Before talking about the cause of suffering, we should first learn what suffering is. Suffering is a part of our life. It is inseparable with life. Suffering starts from the time of conception (birth) although the baby in the womb cannot sense it. If we think about his situation, we can understand his difficult life in his mother's womb.
After birth, we age from moment to moment. When we get old, our skin changes from smoothness to wrinkles. We dislike aging because it seems the source of suffering.
We are not only subject to aging, but prone to disease. When we have a severe illness, we suffer from it.

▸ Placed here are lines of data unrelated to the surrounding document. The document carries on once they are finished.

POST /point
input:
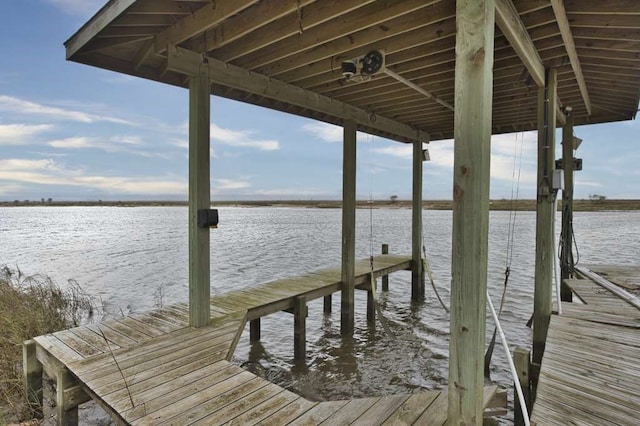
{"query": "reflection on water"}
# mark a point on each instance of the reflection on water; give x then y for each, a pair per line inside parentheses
(123, 255)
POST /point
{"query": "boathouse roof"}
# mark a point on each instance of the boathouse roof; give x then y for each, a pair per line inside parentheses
(288, 55)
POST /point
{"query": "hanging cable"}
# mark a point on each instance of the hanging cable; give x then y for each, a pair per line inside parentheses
(511, 230)
(374, 292)
(512, 367)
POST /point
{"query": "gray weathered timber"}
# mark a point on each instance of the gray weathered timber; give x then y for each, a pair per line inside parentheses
(300, 328)
(542, 299)
(522, 360)
(589, 372)
(348, 227)
(179, 374)
(385, 279)
(417, 272)
(199, 197)
(472, 152)
(566, 258)
(32, 370)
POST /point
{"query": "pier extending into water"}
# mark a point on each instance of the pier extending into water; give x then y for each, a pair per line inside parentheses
(154, 368)
(589, 371)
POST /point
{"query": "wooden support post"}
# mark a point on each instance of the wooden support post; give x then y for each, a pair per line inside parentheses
(417, 273)
(299, 328)
(371, 306)
(348, 228)
(542, 299)
(327, 304)
(32, 370)
(199, 198)
(65, 415)
(521, 360)
(566, 256)
(385, 278)
(254, 330)
(472, 153)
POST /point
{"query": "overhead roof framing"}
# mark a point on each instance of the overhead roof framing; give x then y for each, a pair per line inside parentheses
(300, 44)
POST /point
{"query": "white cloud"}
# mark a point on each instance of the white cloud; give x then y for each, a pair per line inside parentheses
(324, 131)
(82, 8)
(328, 132)
(21, 134)
(21, 106)
(241, 138)
(75, 143)
(229, 184)
(48, 172)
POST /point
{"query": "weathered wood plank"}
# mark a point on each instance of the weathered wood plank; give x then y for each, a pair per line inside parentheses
(318, 414)
(381, 410)
(409, 412)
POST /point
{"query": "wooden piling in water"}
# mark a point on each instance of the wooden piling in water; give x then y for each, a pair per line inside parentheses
(254, 330)
(417, 271)
(542, 303)
(327, 304)
(385, 278)
(521, 360)
(471, 177)
(66, 415)
(32, 369)
(199, 198)
(566, 260)
(299, 328)
(348, 228)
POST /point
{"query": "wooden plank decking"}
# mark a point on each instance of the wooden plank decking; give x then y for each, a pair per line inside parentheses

Aging and disease gradually end in death. The suffering of death is the worst experience in our lives. Although we are physically strong, we suffer from mental illness. To live with those whom we dislike and to be separated with our beloved ones also makes us unhappy. Sometimes we are upset and worried about not getting what we want. Such situations are the roots of suffering. In brief our body, feelings, perceptions, mental formations and consciousness are the source of suffering in reality.
The Buddha therefore expounded them in his first discourse, the Dhammacakkapavattana Sutta.

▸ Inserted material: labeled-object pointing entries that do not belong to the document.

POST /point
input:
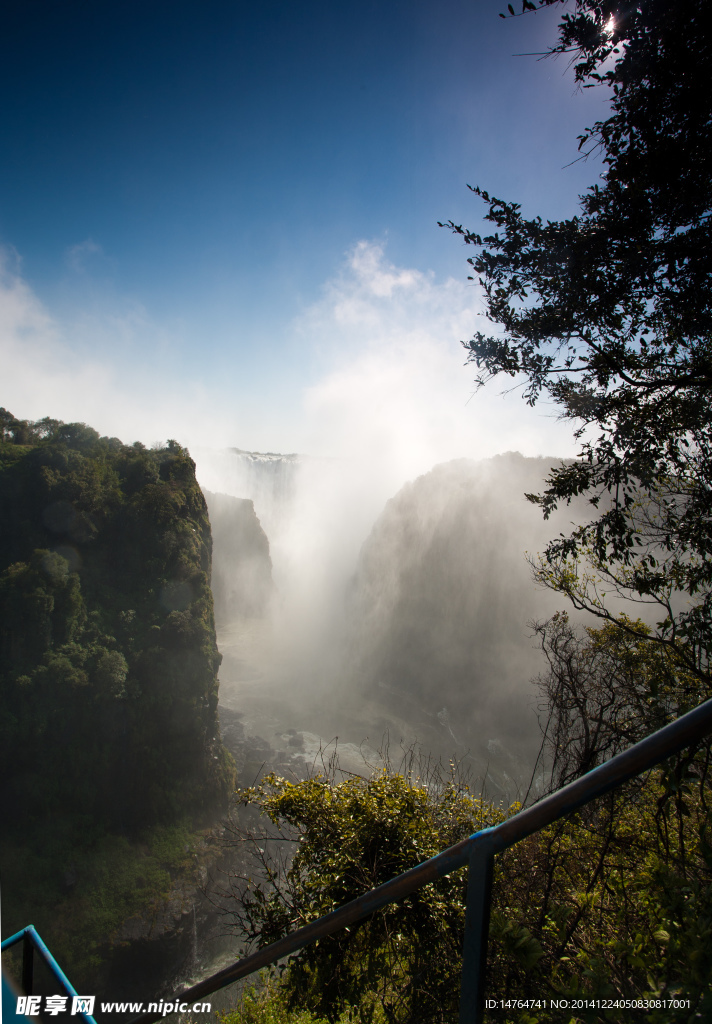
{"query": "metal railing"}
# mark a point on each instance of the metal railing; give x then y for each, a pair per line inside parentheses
(32, 943)
(477, 852)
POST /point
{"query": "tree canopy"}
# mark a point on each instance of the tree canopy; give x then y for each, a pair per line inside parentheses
(609, 313)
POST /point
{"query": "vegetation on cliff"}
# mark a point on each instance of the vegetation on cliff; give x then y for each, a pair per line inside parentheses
(109, 734)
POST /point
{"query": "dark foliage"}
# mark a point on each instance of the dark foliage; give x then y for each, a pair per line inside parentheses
(610, 312)
(109, 662)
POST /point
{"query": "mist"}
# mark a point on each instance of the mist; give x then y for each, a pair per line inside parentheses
(401, 609)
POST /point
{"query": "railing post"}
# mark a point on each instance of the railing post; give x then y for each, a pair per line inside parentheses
(28, 965)
(476, 930)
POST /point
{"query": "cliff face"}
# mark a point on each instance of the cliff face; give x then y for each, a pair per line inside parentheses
(242, 582)
(442, 596)
(109, 670)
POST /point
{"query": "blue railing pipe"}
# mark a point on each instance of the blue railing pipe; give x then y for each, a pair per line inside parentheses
(477, 850)
(32, 942)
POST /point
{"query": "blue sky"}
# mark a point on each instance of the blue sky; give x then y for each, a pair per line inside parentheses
(218, 220)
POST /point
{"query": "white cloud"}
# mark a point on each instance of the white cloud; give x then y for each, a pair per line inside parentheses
(393, 385)
(387, 382)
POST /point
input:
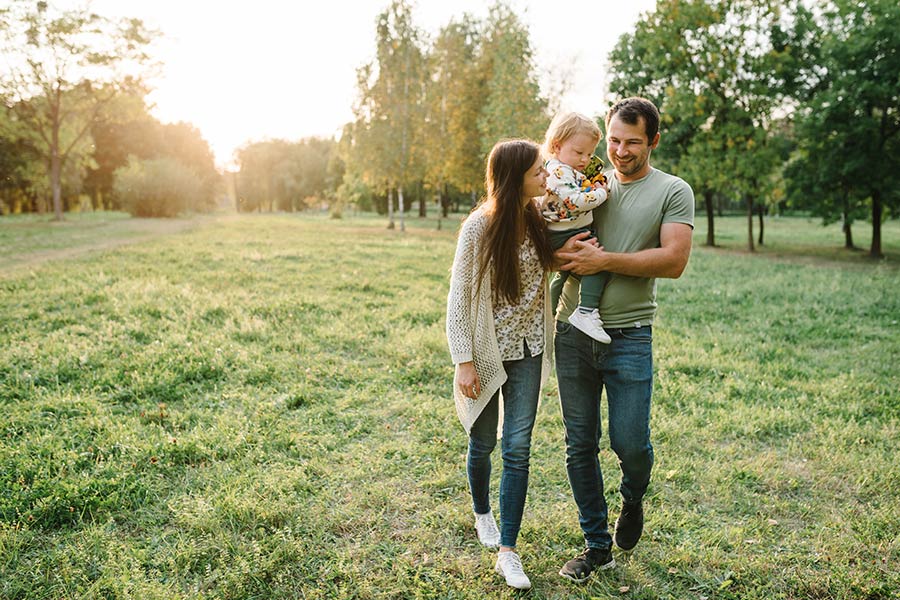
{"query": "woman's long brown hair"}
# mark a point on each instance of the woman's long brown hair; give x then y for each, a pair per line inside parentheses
(507, 165)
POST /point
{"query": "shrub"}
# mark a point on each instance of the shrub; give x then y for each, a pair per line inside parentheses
(161, 187)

"Birth is suffering; aging is suffering; disease is suffering; death is suffering; association with the disliked ones is suffering; separation with the loved ones is suffering; not getting what one wants is suffering; the five aggregates (body, feeling, perception, mental formation and consciousness) are suffering in brief."
So far we have learned the varieties of suffering. I am now going to proceed to explain about the original suffering from the Buddhist point of view.
Although some people consider the eight kinds of suffering mentioned above are natural things and unavoidable conditions to be ignored. There are some intelligent people who want to know the origination of them in the present as well as in the past.
A head man named Baddaraka from Uruvela village, the district of Malla, asked the question of suffering to the Buddha. He requested the Buddha to tell him about the origination and disolution of suffering. Then the Buddha said to him that He was going to explain about the suffering which has originated in the present, not in the past or in the future.
"Suppose, Baddaraka, the people of Uruvela have a disaster. They are arrested, killed, and robbed. Do you feel sad, grievous and dispaired?"
He said, "He does, regarding the people whom he likes and loves, however, he does not feel upset, regarding those whom he does not know."
The Buddha said to him that suffering originates from attachment and craving. It has the root of attachment and craving.
" Suppose, Baddaraka, your son, Ciravasim is away and you order somebody to send your son to you. When they do not come back in time, how do you feel?"
He answered, "I worry about my son."
"Suppose, you heard that Ciravasim was arrested, robbed, and killed. Then how would you feel?"
He said, "I would go insane with pain or die."
Therefore, it is obvious that suffering originates from attachment and craving, the Buddha said.
The Buddha gave another example to explain about the origination of suffering.
"Baddaraka, if you had not seen the mother of Ciravasim before, you would not have such a feeling of love for her. From having seen or having heard of her, you have affection for her."
"Suppose, Baddaraka, if you heard that she was arrested, robbed or killed, how would you feel?"
He said, "I would be insane with pain or die."
Then the Buddha said that suffering is actually rooted in attachment and craving. Desire and craving are the cause of suffering.